This section briefly presents other
domain independent heuristic state-space planning systems, by emphasizing their
similarities and differences to Grt,
in terms of the way in which they construct their heuristic and the direction
they traverse the state-space. We omit certain pieces of related work that
concern specific pre-processing techniques implemented in Grt, as for example the elimination of
irrelevant objects, since they have already been presented in previous
sections.
The recent evolvement
of the domain independent heuristic planning started with the work of Drew
McDermott (1996, 1999) on Unpop
(UN-Partial Order Planner, UN- stands for non-). McDermott's planner is not
restricted to pure Strips
representations, supporting the more expressive language Adl (Pednault, 1989). The planner
proceeds forward in the state-space. Distance estimates between states are
based on the so-called regression graph, which is built from the goals using
non fully-instantiated actions. Unpop
does not consider subgoals interactions and reconstructs the regression graph
from scratch for each intermediate state. Although this planner is not
competitive enough, compared to the subsequent heuristic planners, it was the
faster one at the time of its appearance. However, we have to note that Unpop has been developed in LISP,
whereas the other heuristic planners are highly optimized C or C++ programs.

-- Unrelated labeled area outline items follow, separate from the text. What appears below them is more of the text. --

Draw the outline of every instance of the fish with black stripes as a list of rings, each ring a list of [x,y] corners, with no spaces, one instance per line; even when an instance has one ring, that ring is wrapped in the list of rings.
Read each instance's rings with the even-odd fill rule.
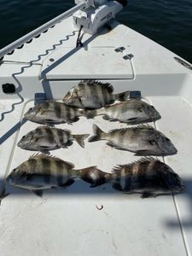
[[[24,114],[26,119],[43,125],[71,124],[78,121],[80,116],[84,116],[84,110],[55,101],[43,102]]]
[[[107,175],[107,182],[117,190],[140,193],[142,198],[178,193],[185,188],[181,177],[169,166],[152,157],[117,166],[112,174]]]
[[[6,182],[42,196],[44,189],[69,186],[76,178],[90,181],[93,173],[95,175],[102,172],[96,166],[79,170],[75,170],[74,167],[73,163],[57,157],[37,154],[15,168],[7,177]],[[98,177],[97,181],[94,179],[94,185],[103,183],[102,175],[99,174]]]
[[[129,98],[130,91],[113,94],[113,87],[109,83],[94,79],[83,80],[73,87],[64,96],[63,102],[80,108],[96,109],[112,104],[116,100]]]
[[[94,124],[93,132],[94,136],[88,139],[90,143],[107,140],[107,145],[134,152],[136,155],[169,155],[177,152],[168,137],[148,125],[104,132]]]
[[[84,139],[89,134],[75,135],[69,130],[42,125],[23,136],[17,146],[26,150],[37,150],[48,153],[49,150],[67,148],[75,140],[84,148]]]
[[[103,119],[119,121],[127,125],[154,122],[160,119],[160,114],[154,106],[136,99],[130,99],[98,109],[87,110],[85,115],[88,119],[103,115]]]

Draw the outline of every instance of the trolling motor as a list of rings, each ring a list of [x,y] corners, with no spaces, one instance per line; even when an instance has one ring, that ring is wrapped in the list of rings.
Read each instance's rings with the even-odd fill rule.
[[[73,15],[74,27],[94,35],[112,18],[115,18],[124,6],[126,0],[75,0],[76,4],[85,3],[85,8]]]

Although Unpop was the first domain independent
heuristic planner, the area has been pushed forward by the Asp (Action Selection Planner,
Bonet, Loerings & Geffner, 1997) and Hsp
(Heuristic Search Planner, Bonet & Geffner, 1998) planners. The
attractive feature of these planners is the simple way the heuristic is
constructed, presented in Section 2.1. Asp
used a best-first strategy with limited agenda, while Hsp uses a hill-climbing one with limited plateau search and
restarts (an in-depth presentation of the state-space search algorithms is
given by Zhang, 1999).
Both Asp and Hsp reconstruct their heuristic from scratch for each
intermediate state. A variation, called Hspr
(r stands for regression), constructs the heuristic only once
(Bonet & Geffner, 1999). This approach resembles Grt, although Hspr
constructs the heuristic forward and searches backwards. Both approaches have
the problem of incomplete goal states, however it arises in different phases of
the planning process. Grt faces
this problem in the pre-processing phase, by enhancing the goals, as it has
been described in Section 3. In Hspr,
the problem arises in the search phase, in the form of invalid states in the
regression state space. To cope with the problem, Hspr computes mutual exclusion relations and checks each state
in the regression state space for any possible violation of these relations.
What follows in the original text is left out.